When an employee faces challenges due to a disability, the law requires that the employer engage in an “interactive process” to find a way to accommodate that disability. The First Department, an appellate court located in Manhattan, just issued a strong decision describing how seriously employers must take the interactive process.
In Hosking v. Memorial Sloan-Kettering Cancer Center, 2020 N.Y. App. Div. LEXIS 3557 (1st Dept. June 18, 2020), the plaintiff worked as a concierge at a hospital. After 10 years of employment, she was diagnosed with a disability that prevented her from fulfilling many of those responsibilities. At the same time, the hospital changed its business model so that Plaintiff would have to perform additional roles, many of which she was medically unable to do. Plaintiff asked to work just as a concierge, but that request was denied and Plaintiff was ultimately terminated.
While the lower court had dismissed the case by granting summary judgment, the appellate court reversed. The court found that there were questions about whether the hospital actually engaged in a good faith effort to accommodate the plaintiff.

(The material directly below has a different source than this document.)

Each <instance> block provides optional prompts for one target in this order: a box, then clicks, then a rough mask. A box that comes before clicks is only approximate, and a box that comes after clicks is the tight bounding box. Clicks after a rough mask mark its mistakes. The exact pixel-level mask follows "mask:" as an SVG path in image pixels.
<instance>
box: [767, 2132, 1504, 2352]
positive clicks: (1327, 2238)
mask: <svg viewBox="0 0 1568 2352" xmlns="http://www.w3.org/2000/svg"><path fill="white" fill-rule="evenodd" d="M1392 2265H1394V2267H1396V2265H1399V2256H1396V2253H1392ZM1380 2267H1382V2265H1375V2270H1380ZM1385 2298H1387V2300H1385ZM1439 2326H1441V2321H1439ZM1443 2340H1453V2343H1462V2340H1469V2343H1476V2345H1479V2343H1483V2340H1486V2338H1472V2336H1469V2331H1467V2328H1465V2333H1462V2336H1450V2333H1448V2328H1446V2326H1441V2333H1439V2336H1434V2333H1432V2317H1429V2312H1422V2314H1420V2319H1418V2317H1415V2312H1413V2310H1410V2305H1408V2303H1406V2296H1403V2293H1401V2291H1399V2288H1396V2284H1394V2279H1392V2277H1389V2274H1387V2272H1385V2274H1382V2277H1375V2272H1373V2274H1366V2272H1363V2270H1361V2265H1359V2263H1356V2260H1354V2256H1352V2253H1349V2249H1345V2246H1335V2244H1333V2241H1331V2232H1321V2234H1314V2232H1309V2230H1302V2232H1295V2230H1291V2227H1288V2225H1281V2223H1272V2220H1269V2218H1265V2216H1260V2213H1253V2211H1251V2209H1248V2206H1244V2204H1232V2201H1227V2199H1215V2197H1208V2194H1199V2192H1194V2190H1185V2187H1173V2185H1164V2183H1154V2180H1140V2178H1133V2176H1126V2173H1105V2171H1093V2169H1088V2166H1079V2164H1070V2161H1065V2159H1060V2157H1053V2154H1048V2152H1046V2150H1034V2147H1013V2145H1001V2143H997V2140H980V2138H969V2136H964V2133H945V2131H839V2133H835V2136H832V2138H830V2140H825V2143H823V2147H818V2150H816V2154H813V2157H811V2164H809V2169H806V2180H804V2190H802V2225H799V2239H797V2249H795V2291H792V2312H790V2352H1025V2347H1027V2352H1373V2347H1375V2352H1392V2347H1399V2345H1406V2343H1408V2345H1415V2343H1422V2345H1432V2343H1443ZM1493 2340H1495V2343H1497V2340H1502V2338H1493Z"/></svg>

The court rejected the hospital’s “unilateral determinations and self-serving statements” that the plaintiff could not perform within its new model, without undertaking “the fact-specific individualized inquiry required by the State [Human Rights Law].” The court cautioned that the interactive process cannot be avoided by “a unilateral employer decision cloaked by business judgment.”
The court also declared that while there is no guarantee that the employer will be able to accommodate the plaintiff, a company “cannot jump to that ultimate conclusion without first engaging in a good faith interactive process with plaintiff.” The employer must engage in a good faith interactive process to see if the employee can be accommodated. The court also noted the inconsistent testimony of the hospital’s employees regarding plaintiff’s request.
As we struggle to make the workplace more diverse and inclusive, Hosking reminds employers that employees or candidates with disabilities must each be considered in their own right, with their own abilities and limitations carefully scrutinized. Employers cannot simply restructure their workplaces in a way that excludes those with disabilities.